In article 
<CAJ4XoYcFbh8-nAxjxzzRgUahFfhcgcZQ2yMF2ewv_-DgUmhL=g...@mail.gmail.com> you 
write:
>policy of p=reject. Domains should not be able to externalize their
>internal problems to others.

Isn't that exactly the mailing list problem?

>> Only if you believe that the domain on the From: line is automatically
>> more credible than the one on the Sender: line. The whole third party
>> problem is that the people sending their mail through lists or
>> whatever are in fact doing so legitimately, but for various reasons
>> their organizations' DMARC policies lie and say they aren't.
>>
>
>I think you are misusing the term "credible". Domains which are publishing
>p=reject policies are making an assertion regarding mail purporting to be
>authorized by their domain. It is not an assertion that their mail is
>"good" or should be delivered to a recipient ...

No, it's an assertion that mail that's unaligned is unauthorized, and
a request to reject it. For mail that their users send through mailing
lists, that assertion is false and the request clearly not what the
organization and its users want. This is what I conclude from the
number of unhappy people to whom I have had to explain that their mail
is disappearing because their employer told recipient systems to do
so.

> This is why I made the point above that lists should respect DMARC
>policy and not accept submissions from domains with DMARC p=reject
>policies. 

Lists have been around a lot longer than DMARC has.

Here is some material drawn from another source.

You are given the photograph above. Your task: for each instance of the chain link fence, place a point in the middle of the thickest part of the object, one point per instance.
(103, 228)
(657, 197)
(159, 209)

Perhaps you meant
to say that domains whose users participate in mailing lists should
not publish restrictive DMARC policies. If they don't want their users
to send mail to lists, they should tell their users not to send mail
to lists.

There are lots of organizations that actively want their employees to
participate in the IETF, to the extent that they give them paid time
for IETF activities, yet publish p=reject policies to cripple that
participation. I wish they would make up their minds.